悲しみを抑えて送り出してくれるリンの気持ちを、無駄にしたくはない。
……まあ、帰る方法なんて未だ見当もつかないんだけど、ね。


暫くお喋りしてからリン達と別れ、自主訓練でもしようと訓練所の方へ向かう。
すると途中、何か言い争いのような事をしているお兄ちゃんとセインさんが目に入った。
何事かと近寄ってみると、二人は同様に何かを持っていて。


「セインさん、お兄ちゃんが何かしましたか?」

「おまっ、何で俺がやらかした前提なんだよ」

「アカネさん! 今日も相変わらずお可愛らしくて素敵です!」

「え……あ、ありがとう、ございます……」

「勝手に人の妹を口説くなセイン! お前も照れるなアカネ!」


セインさんは女性なら誰でも口説くっていうのは分かってるんだけど、それでもこんな風に褒められると本気にしちゃいそう。
特にわたしみたいな、恋愛耐性が付いてないのは本当に危ない。
セインさん大丈夫かなあ。いつか刺されたりしないかなあ。

余計な心配は置いといて、二人が何を言い争っていたのか訊いてみる。
また何かお兄ちゃんがキアラン騎士を馬鹿にしたんだろうか?
でも聞いた話は、予想とは全く違うものだった。


「こいつ、俺の特権を横取りしようとしやがったんだ!」

「お兄ちゃんの特権って何よ」

「アカネさん、シュレンの奴あなたの誕生日を独り占めしようとしていたんです! たまたまシュレンが独り言を言っているのを聞いて、あなたの誕生日を知りました。そこで俺は一足先にアカネさんを祝おうかと思って……」

「ちょ、ちょっと待って下さい。
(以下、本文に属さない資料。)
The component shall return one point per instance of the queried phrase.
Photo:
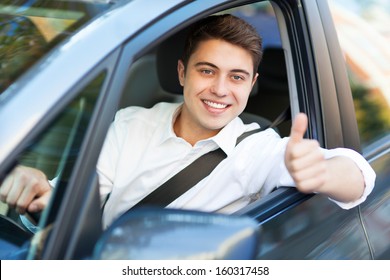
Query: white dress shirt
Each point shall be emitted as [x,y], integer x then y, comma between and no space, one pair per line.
[141,152]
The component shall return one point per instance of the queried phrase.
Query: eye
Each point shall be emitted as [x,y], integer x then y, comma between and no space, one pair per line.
[207,71]
[238,78]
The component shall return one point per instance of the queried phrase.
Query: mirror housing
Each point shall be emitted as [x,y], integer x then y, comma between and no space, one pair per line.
[155,233]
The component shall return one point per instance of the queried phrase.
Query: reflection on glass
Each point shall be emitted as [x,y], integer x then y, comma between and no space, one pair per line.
[363,28]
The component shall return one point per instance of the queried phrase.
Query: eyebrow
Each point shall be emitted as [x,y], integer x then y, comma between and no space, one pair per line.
[205,63]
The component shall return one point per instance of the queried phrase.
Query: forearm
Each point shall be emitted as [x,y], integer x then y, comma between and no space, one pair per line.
[344,180]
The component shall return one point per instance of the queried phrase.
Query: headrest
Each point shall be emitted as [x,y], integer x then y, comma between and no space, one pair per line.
[168,53]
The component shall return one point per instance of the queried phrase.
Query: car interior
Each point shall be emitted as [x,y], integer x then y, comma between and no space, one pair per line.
[269,99]
[53,152]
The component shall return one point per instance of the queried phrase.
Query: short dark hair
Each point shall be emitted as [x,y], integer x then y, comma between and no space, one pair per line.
[229,28]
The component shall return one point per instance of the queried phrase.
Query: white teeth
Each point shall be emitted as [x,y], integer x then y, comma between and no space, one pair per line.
[215,105]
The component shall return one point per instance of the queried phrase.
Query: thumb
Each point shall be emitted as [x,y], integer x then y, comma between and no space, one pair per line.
[298,127]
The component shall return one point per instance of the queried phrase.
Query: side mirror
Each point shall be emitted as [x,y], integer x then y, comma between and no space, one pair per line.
[178,234]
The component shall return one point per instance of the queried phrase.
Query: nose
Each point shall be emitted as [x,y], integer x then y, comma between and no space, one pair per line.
[220,87]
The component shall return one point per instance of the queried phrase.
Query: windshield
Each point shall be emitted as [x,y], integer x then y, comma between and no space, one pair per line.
[30,29]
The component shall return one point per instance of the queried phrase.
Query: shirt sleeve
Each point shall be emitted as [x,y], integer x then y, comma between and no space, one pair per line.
[367,171]
[369,175]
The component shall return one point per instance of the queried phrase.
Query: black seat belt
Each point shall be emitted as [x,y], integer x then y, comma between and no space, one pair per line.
[196,171]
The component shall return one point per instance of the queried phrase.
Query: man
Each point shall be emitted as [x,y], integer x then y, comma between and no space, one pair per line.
[146,147]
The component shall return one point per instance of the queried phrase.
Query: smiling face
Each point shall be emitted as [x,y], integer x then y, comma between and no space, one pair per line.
[216,86]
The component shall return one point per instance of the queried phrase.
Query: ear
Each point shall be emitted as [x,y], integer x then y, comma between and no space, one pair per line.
[255,79]
[180,71]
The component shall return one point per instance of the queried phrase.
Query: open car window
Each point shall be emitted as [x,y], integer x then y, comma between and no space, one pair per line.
[54,152]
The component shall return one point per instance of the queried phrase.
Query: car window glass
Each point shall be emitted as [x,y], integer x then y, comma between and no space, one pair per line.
[55,152]
[364,33]
[30,29]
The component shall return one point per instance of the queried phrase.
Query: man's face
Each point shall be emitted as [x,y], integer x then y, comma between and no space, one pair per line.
[216,85]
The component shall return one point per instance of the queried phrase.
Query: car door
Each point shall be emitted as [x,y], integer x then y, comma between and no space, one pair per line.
[295,226]
[361,28]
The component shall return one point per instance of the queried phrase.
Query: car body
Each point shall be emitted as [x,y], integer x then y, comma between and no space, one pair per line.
[85,71]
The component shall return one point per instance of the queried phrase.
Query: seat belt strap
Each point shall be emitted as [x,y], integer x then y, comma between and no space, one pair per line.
[196,171]
[188,177]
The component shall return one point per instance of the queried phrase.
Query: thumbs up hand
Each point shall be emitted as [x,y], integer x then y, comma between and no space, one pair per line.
[304,159]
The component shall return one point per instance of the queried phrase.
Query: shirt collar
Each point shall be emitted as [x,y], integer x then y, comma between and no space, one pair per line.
[226,139]
[167,127]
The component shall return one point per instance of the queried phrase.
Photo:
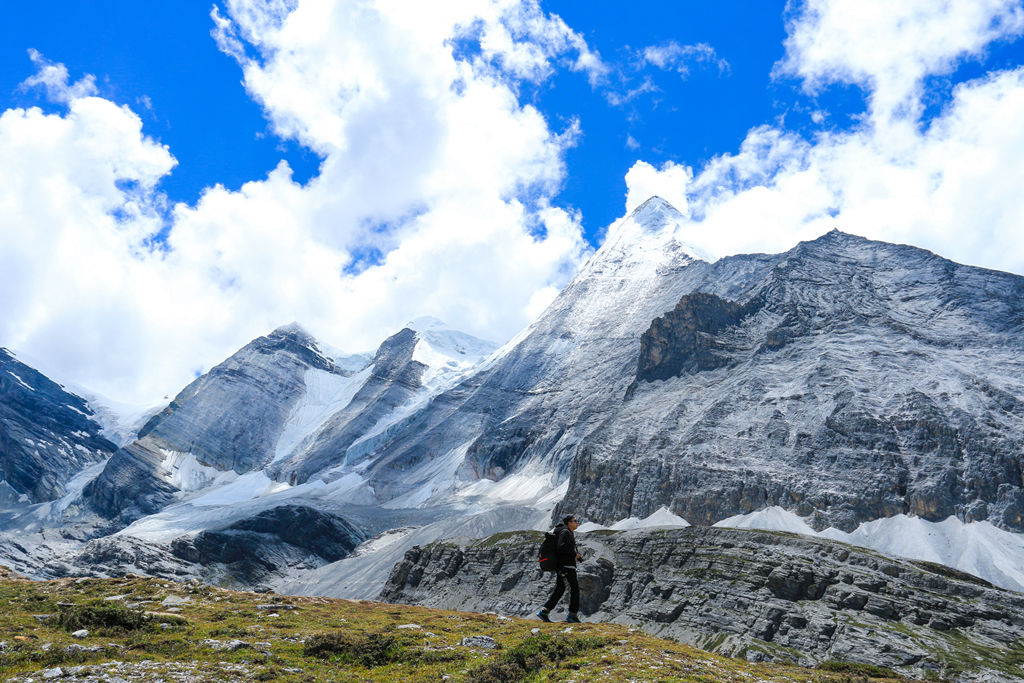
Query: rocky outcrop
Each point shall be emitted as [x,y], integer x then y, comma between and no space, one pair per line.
[271,542]
[47,435]
[684,339]
[852,380]
[757,594]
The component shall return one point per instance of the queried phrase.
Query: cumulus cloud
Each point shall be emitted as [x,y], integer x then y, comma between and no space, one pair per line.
[671,182]
[949,185]
[53,79]
[890,47]
[433,197]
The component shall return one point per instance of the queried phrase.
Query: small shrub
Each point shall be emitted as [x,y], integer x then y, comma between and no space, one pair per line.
[531,654]
[864,670]
[103,617]
[375,649]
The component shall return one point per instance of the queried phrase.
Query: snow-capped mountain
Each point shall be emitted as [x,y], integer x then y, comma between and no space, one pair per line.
[224,424]
[278,413]
[47,435]
[845,380]
[842,384]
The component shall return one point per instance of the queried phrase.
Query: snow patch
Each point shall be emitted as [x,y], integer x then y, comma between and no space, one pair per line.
[978,548]
[326,394]
[446,353]
[663,517]
[120,422]
[183,471]
[527,486]
[770,519]
[246,487]
[20,381]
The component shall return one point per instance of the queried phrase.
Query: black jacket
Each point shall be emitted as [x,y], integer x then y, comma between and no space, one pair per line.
[565,545]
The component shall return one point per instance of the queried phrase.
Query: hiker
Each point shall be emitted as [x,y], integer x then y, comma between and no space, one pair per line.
[566,557]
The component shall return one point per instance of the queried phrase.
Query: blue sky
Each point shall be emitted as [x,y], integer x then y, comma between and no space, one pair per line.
[160,59]
[176,178]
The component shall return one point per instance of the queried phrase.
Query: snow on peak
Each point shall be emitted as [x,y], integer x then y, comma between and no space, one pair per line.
[292,328]
[425,324]
[445,352]
[655,213]
[643,241]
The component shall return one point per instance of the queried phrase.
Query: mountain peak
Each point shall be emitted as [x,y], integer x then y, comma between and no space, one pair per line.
[291,330]
[655,213]
[426,323]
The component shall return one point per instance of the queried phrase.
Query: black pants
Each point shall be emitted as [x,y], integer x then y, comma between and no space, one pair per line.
[566,575]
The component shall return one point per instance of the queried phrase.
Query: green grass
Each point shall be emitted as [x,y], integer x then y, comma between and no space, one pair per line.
[331,640]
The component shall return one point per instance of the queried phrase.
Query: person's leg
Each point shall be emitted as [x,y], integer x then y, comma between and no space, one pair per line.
[573,583]
[556,595]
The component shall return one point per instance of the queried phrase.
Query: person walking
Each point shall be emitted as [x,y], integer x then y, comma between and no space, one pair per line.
[565,574]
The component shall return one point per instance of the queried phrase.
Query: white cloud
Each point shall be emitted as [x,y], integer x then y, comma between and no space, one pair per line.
[951,186]
[430,164]
[890,47]
[53,78]
[671,182]
[671,55]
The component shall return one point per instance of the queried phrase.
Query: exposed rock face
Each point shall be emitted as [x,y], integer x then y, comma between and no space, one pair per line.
[763,595]
[228,419]
[47,435]
[120,555]
[393,382]
[683,340]
[856,380]
[272,541]
[541,397]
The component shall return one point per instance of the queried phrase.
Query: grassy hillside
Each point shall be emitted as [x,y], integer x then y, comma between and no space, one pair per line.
[146,629]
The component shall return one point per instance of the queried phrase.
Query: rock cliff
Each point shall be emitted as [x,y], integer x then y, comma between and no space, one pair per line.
[761,595]
[47,435]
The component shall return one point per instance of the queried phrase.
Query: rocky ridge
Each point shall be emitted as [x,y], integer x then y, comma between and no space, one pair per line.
[47,435]
[766,596]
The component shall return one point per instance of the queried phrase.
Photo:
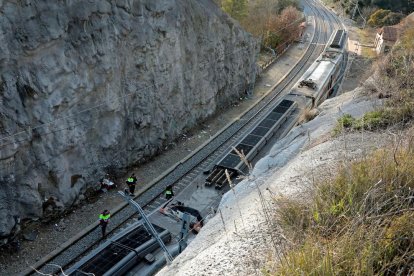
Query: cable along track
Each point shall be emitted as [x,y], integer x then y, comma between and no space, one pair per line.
[183,173]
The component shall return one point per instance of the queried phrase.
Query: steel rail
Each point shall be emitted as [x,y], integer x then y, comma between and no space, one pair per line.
[87,239]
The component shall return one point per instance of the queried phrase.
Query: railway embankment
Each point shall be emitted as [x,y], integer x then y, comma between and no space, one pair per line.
[333,196]
[93,88]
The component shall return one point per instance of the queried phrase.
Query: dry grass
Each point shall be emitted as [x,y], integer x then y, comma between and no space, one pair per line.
[359,223]
[308,115]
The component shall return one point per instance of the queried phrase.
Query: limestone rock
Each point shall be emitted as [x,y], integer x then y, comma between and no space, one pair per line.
[91,85]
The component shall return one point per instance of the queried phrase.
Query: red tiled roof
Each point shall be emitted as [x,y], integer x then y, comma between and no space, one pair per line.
[389,33]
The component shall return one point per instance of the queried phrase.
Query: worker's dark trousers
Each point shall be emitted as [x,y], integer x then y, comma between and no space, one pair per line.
[131,188]
[103,227]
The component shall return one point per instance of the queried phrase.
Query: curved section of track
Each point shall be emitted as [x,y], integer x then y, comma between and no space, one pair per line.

わたしの誕生日?」

「確かお前の誕生日って今日だったろ?」

「……あ」


すっかり忘れていたけど、言われて思い出す。
確かにそうだ、今日ってわたしの誕生日じゃない!
ちなみに今はキアラン城を奪還してから8ヶ月ぐらい経ってる。

この世界に来てから今日でちょうど一年なんだね……。
色々な事がありすぎて、もう14歳の誕生日なんて遠い遠い昔の事みたいだ。
感慨に耽っているとお兄ちゃんが一歩進み出て、私に可愛い装飾の袋を渡して来る。
軽く開けて中を見てみると、黒いレースで編まれたリストバンド。
編み込みで綺麗な装飾が入っていて、ブローチのような装飾がなされた3cmくらいの赤い石が付いている。
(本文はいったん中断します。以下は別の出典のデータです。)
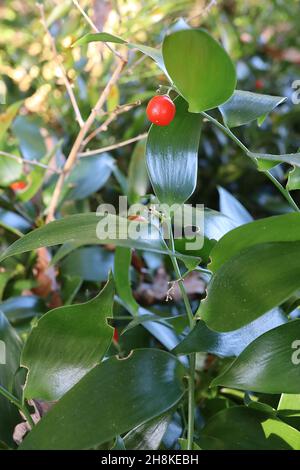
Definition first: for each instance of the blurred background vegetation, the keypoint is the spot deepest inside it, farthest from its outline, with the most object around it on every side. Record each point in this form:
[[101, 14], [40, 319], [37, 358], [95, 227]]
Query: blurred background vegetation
[[263, 40], [261, 37]]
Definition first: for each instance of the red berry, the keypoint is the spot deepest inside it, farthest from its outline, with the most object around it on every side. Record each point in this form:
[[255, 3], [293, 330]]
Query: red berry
[[259, 84], [161, 110], [18, 185]]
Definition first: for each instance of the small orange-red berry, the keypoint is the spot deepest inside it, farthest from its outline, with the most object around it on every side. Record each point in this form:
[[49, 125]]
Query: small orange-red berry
[[18, 185], [259, 84], [161, 110]]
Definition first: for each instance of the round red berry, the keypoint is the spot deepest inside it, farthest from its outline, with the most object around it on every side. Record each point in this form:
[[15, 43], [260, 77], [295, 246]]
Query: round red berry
[[161, 110], [259, 84], [18, 185]]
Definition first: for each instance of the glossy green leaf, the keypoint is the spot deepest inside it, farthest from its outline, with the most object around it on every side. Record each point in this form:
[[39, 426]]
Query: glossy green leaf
[[10, 170], [291, 158], [66, 344], [242, 428], [96, 37], [269, 365], [7, 118], [132, 391], [200, 68], [122, 279], [138, 180], [231, 207], [10, 350], [293, 182], [155, 54], [289, 409], [250, 284], [83, 228], [172, 156], [202, 339], [149, 435], [91, 263], [245, 106], [95, 229], [281, 228]]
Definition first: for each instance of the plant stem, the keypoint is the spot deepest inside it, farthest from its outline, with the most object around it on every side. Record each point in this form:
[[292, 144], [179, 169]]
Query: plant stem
[[283, 191], [240, 144], [191, 378], [18, 404]]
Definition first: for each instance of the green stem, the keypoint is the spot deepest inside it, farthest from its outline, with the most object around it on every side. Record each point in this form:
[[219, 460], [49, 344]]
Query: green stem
[[283, 191], [18, 404], [240, 144], [191, 378]]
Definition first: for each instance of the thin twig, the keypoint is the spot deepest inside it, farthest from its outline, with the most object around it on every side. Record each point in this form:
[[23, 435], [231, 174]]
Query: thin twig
[[205, 10], [111, 117], [91, 153], [18, 404], [61, 67], [71, 160], [24, 161], [229, 133], [94, 28]]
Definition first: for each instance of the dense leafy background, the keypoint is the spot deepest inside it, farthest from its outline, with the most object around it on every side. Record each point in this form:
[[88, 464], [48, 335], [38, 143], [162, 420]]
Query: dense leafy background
[[145, 393]]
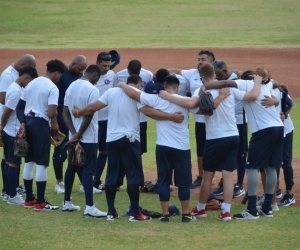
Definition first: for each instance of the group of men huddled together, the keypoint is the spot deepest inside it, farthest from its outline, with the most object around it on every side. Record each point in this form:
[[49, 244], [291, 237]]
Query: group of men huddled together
[[108, 112]]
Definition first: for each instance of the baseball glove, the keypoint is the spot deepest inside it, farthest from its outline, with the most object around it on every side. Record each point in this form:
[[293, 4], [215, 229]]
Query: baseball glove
[[148, 187], [58, 139], [77, 156], [20, 146], [206, 104], [213, 205]]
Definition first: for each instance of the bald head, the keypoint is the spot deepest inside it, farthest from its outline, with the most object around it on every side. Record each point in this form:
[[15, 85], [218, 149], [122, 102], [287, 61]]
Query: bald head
[[78, 65], [26, 60]]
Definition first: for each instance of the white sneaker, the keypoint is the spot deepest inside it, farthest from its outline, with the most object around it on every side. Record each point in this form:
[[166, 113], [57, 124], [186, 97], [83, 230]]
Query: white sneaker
[[69, 207], [17, 200], [60, 188], [95, 190], [93, 212]]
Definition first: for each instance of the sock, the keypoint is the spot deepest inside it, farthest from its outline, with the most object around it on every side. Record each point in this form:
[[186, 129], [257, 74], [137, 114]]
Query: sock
[[200, 206], [225, 207], [40, 191], [28, 188], [87, 182], [12, 174], [101, 161]]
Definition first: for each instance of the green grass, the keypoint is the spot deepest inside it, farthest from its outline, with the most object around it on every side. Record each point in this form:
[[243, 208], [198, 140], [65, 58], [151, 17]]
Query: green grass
[[26, 229], [149, 24]]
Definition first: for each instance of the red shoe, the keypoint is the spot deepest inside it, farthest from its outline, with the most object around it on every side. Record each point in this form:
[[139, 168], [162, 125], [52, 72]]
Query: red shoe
[[198, 214], [224, 217], [30, 204]]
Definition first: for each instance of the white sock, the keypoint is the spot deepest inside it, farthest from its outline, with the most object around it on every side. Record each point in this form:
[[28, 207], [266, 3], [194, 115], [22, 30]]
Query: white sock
[[200, 206]]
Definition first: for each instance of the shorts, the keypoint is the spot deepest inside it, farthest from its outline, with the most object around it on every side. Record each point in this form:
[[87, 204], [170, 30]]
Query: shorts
[[169, 159], [200, 138], [143, 136], [221, 154], [8, 149], [124, 158], [266, 148], [102, 131], [38, 137]]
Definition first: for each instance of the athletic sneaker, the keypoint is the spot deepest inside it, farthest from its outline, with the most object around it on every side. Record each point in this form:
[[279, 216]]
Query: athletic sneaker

「去年はちゃんと祝えなかったからな。15歳の誕生日おめでとう、アカネ」

「お兄ちゃん……ありがとう……」


あの日お兄ちゃんは わたしの誕生日を祝う為に部活を休んで、早めに家へ帰ってくれていた。
結局お兄ちゃんに14歳の誕生日を祝ってもらう事は叶わなかったけれど、こうしてまた会えて、無事に迎えられた15歳の誕生日を祝ってくれてる。
それがこの上ない奇跡のように思えて、わたしは泣きそうだった。
最近 涙もろくなっちゃったかなあ。

……と、その様子を見ていたセインさんが騒ぎ始める。


「シュレンお前、兄だからってアカネさん独り占めはずるいぞ!」

「うるせー! 第一盗み聞きなんかしやがって、お前こそ抜け駆けする気だったんだろ!」

「当然。こんな天使のように愛らしいアカネさんがこの世へ生まれて下さった記念日、祝わないなんておかしいだろ。プレゼントまで買って来たんだ!」

「畜生、こういう輩が現れるからアカネの誕生日を黙っていたかったんだ!」

「え、アカネって今日誕生日なの」


突然、お兄ちゃん達のものではない男性の声。
そちらを見やるといつの間にかウィルさんが近くまで来ていた。
で、その後ろにはケントさんも控えていて……。
なんか、怒っているように見えるんだけど……?
それを示すように、セインさんが目に見えて慌て始める。


「セイン貴様、仕事をサボり町まで出た理由はそれか……」

「い、いや、だってアカネさんの誕生日だぞ、これは祝わないと駄目だろう!」

「そうか。お前は自分の不真面目の責任を、女性に擦り付けるというんだな」

「う……」


なんだか修羅場が始まってしまった二人をよそに、ウィルさんが無邪気な様子で祝ってくる。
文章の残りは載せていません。